Our data did not include what the women were saying; therefore, this important factor could not be assessed. Although there are plausible mechanisms that could argue for the improved sexual functioning among women with cesarean, major gaps in information about sexual functioning remain . Hicks et al. , in a systematic review of the literature, concluded that the greatest risk for increased perineal pain occurred among women with assisted vaginal delivery. Spontaneous vaginal delivery was associated with decreased sexual problems compared with assisted vaginal delivery or cesarean delivery. However, reported associations between cesarean delivery and perineal pain, dyspareunia, and delay in resumption of sexual intercourse postpartum were inconsistent. Recently, Baytur et al.  investigated the respective roles of the mode of delivery and strength of pelvic floor muscles in the long-term (more than 2 years after delivery) sexual function of 32 women who were delivered vaginally (all had a right mediolateral episiotomy) and 21 women who underwent cesarean delivery. Fifteen nulliparae were also recruited as controls. Desire, arousal, lubrication, orgasm, satisfaction, and pain were measured separately by a validated questionnaire, and pelvic floor muscle strength was assessed by a perineometer. There was no difference among the groups regarding sexual function, and there was also no correlation between sexual function and pelvic muscle strength. In theory, the women can have several sexual problems related to type of delivery, but it may not affect the man partner. In our study, the similarity of the three groups in responses to the question designed to capture the perception of vaginal looseness of the man partner may provide a continuum to their findings. Considering that the postpartum sexual health may be an important factor for not only women, but also men in driving the current high cesarean section rates, this information needs to be delivered to both prospective parents and their health care professionals. More information on the partner and partner's role may be elicited in future studies on this subject.

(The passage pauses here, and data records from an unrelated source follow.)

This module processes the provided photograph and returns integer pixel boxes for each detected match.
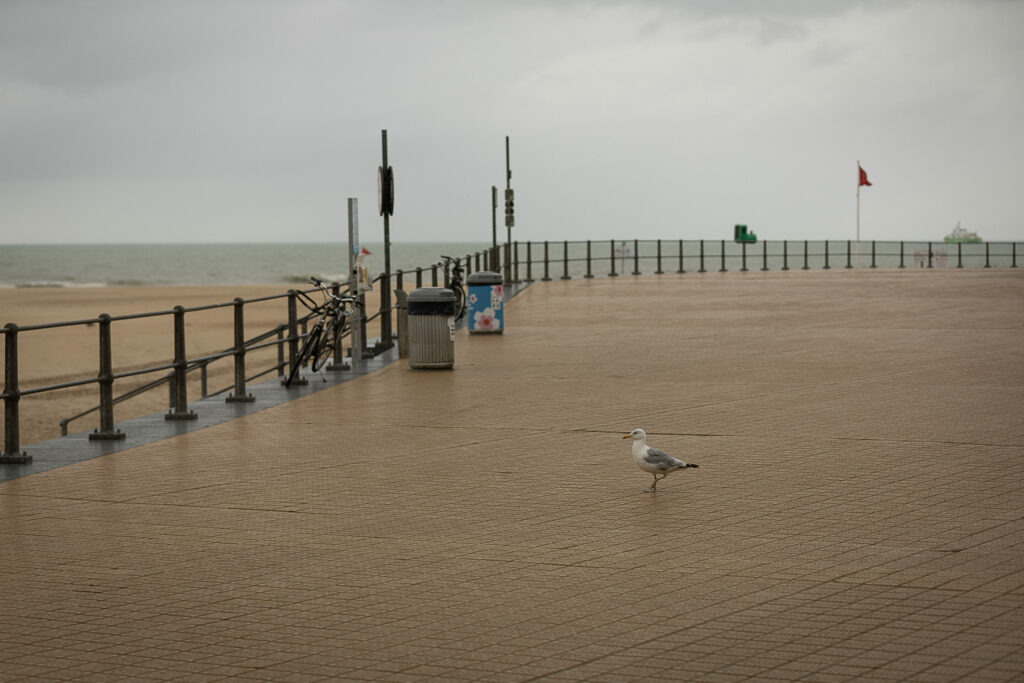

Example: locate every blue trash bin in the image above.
[466,270,505,335]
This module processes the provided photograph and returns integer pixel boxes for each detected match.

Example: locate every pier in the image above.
[0,270,1024,682]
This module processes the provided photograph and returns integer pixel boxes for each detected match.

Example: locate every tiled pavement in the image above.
[0,269,1024,681]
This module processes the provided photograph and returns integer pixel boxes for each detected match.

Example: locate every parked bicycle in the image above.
[285,278,359,386]
[441,254,466,321]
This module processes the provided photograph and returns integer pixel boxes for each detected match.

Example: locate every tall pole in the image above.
[857,159,860,268]
[381,130,391,348]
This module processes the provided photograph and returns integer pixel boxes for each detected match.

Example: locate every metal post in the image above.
[224,297,256,403]
[512,241,519,283]
[164,306,197,420]
[377,130,393,350]
[288,290,308,386]
[0,323,32,463]
[89,313,125,441]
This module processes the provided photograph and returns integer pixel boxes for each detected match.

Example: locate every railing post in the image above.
[164,306,196,420]
[0,323,32,463]
[288,290,308,386]
[224,297,256,403]
[89,313,125,441]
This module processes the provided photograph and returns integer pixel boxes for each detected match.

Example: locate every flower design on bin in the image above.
[473,308,498,330]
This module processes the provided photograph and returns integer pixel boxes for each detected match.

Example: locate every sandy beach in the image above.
[0,285,391,445]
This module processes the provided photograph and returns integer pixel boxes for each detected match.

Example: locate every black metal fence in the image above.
[0,240,1019,463]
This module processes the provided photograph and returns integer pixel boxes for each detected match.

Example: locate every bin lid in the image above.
[406,287,455,303]
[466,270,502,285]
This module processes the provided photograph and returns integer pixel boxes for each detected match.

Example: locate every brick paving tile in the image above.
[0,269,1024,682]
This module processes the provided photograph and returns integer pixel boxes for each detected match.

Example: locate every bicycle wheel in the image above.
[312,317,338,373]
[285,328,321,386]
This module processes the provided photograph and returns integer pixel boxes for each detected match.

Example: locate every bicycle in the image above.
[441,254,466,321]
[285,278,359,387]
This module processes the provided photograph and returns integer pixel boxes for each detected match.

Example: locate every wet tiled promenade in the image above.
[0,269,1024,682]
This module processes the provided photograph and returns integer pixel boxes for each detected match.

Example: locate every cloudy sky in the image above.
[0,0,1024,244]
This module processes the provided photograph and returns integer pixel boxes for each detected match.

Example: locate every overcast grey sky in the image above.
[0,0,1024,244]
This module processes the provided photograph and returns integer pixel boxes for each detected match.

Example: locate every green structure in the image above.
[732,225,758,242]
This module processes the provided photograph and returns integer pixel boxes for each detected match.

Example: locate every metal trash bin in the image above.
[406,287,455,370]
[466,270,505,335]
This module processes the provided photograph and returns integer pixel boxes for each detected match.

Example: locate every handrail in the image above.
[0,239,1020,463]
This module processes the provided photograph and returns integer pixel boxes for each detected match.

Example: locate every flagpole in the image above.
[857,159,860,268]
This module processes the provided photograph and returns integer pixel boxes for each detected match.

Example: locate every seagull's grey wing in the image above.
[643,447,686,470]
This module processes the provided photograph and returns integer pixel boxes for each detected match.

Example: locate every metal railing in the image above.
[495,240,1021,283]
[0,240,1019,463]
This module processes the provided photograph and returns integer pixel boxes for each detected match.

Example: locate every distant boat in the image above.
[945,221,984,243]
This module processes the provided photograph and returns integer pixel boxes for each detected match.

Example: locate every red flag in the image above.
[857,164,871,187]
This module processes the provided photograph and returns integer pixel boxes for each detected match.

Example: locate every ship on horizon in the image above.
[945,220,984,244]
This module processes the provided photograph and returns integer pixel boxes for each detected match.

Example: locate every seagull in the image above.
[623,429,697,493]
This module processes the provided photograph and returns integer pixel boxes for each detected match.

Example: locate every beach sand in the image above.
[0,285,391,446]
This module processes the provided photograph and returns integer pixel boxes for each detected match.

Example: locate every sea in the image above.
[0,240,1024,288]
[0,242,490,288]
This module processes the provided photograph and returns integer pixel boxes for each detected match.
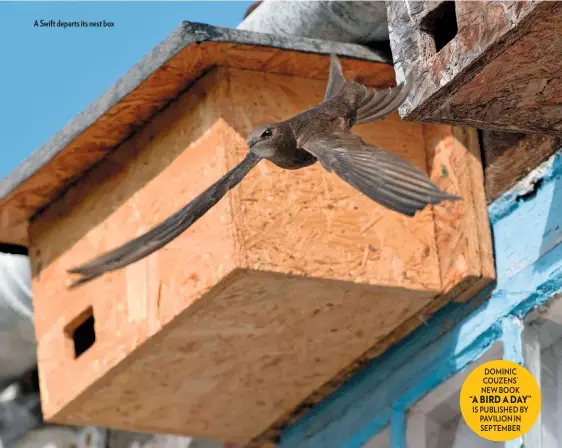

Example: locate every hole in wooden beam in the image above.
[420,1,459,53]
[64,307,96,359]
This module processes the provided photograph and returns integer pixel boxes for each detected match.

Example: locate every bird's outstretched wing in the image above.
[68,152,261,288]
[354,74,412,124]
[303,131,460,216]
[324,54,412,124]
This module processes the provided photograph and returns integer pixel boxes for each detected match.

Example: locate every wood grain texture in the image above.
[424,124,495,301]
[0,22,394,245]
[30,67,485,446]
[249,124,496,448]
[482,131,562,203]
[387,0,562,136]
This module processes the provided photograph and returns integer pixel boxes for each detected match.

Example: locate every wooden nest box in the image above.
[387,0,562,136]
[0,22,494,444]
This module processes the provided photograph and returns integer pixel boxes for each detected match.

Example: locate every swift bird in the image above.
[68,55,460,288]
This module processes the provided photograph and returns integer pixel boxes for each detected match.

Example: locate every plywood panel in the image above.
[0,22,394,245]
[31,68,441,443]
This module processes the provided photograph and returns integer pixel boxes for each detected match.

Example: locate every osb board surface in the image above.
[423,124,495,301]
[222,70,438,290]
[247,124,496,448]
[0,22,394,245]
[31,68,450,441]
[387,1,562,135]
[51,271,433,444]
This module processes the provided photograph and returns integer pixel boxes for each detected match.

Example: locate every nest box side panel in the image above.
[30,73,239,419]
[424,124,495,301]
[31,68,441,441]
[387,1,562,135]
[224,65,441,290]
[55,271,434,446]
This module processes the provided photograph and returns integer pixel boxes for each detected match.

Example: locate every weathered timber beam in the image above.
[387,0,562,136]
[481,131,562,203]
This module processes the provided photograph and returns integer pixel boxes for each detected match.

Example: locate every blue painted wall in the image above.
[280,153,562,448]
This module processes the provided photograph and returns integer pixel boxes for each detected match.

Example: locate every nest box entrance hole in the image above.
[64,306,96,359]
[420,1,459,53]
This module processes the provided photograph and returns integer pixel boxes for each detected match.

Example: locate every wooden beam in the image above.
[387,0,562,136]
[481,130,562,203]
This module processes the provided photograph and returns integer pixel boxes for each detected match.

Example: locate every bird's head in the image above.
[246,123,287,158]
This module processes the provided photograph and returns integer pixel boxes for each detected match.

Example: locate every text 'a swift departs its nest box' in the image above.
[0,23,494,443]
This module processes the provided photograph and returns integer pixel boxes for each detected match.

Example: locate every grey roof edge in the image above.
[0,21,392,200]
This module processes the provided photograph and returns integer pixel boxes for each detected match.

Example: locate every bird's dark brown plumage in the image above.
[68,55,459,287]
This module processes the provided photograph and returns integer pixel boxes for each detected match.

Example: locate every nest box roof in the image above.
[0,22,393,245]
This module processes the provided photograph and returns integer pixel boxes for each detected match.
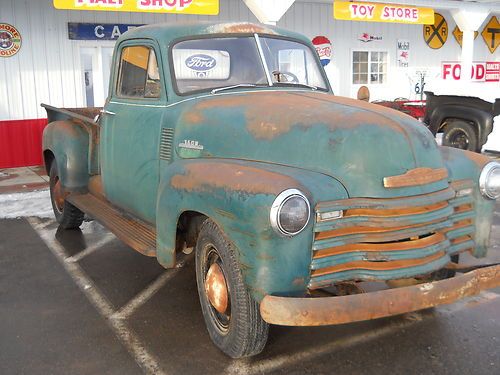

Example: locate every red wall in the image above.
[0,119,47,168]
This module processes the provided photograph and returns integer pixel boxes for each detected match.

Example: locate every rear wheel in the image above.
[49,160,84,229]
[196,219,268,358]
[443,120,480,152]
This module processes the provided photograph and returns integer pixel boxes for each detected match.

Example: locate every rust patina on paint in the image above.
[183,92,406,140]
[171,161,304,194]
[260,265,500,326]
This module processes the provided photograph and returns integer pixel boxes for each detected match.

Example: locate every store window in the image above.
[352,51,387,85]
[118,46,160,98]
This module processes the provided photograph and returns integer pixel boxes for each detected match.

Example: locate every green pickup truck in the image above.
[43,23,500,358]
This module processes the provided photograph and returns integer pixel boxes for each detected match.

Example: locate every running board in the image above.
[66,194,156,257]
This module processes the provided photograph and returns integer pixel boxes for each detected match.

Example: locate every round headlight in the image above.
[270,189,311,236]
[479,162,500,199]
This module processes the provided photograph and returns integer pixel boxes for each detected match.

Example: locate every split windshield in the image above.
[172,36,328,94]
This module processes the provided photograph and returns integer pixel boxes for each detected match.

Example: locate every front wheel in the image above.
[49,160,84,229]
[196,219,269,358]
[443,120,481,152]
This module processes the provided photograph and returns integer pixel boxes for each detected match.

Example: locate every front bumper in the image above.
[260,265,500,326]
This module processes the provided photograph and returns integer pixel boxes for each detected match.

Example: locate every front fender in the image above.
[440,147,495,258]
[157,159,347,301]
[43,121,89,192]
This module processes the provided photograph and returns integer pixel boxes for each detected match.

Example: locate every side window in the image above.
[117,46,161,98]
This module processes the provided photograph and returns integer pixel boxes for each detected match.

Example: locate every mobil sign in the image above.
[441,61,500,82]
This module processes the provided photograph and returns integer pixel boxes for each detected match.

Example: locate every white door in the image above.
[80,46,113,107]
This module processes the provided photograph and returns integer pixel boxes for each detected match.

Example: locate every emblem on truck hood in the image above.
[179,139,204,151]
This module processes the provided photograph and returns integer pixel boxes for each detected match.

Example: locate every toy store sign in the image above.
[54,0,219,15]
[441,62,500,82]
[333,1,434,25]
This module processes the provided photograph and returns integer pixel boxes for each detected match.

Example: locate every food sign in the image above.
[441,61,500,82]
[333,1,434,25]
[312,36,332,66]
[54,0,219,15]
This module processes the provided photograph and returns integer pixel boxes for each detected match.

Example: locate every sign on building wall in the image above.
[0,23,22,57]
[397,39,410,68]
[424,13,448,49]
[68,22,142,40]
[54,0,219,15]
[441,61,500,82]
[312,35,332,66]
[481,16,500,53]
[452,26,479,47]
[333,1,434,24]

In conclusion, our study demonstrated that the mode of delivery did not affect sexual functioning of the man partner. In addition, this study did not detect any significant differences in the reporting of sexual pleasure with regard to vaginal functioning of the partner between men whose wife had an intact perineum and those with an episiotomy. Finally, our data confirmed that sexual dysfunction was common in men. Because sexual satisfaction is frequently linked to quality of life, and discussion of sexual concerns appears to be a neglected area in primary health care, screening for sexual dysfunction is important.
Nonexistence of studies to compare our findings directly with regard to time period after delivery, use of measures, and gender of the studysample shows that this is clearly a promoting area for future researchers, worthy of designing larger-scale studies in which basic principles of comparability have been met.
We would like to thank Zuhal Baltaci, PhD, for the assistance in recruiting men to participate in this study. We would also like to thank Serap Gungor, PhD, for her valuable advice and assistance in preparing the questionnaires. We are especially grateful to the participants of the study, who so generously gave their time and support to complete this study.
Conflict of Interest: None declared.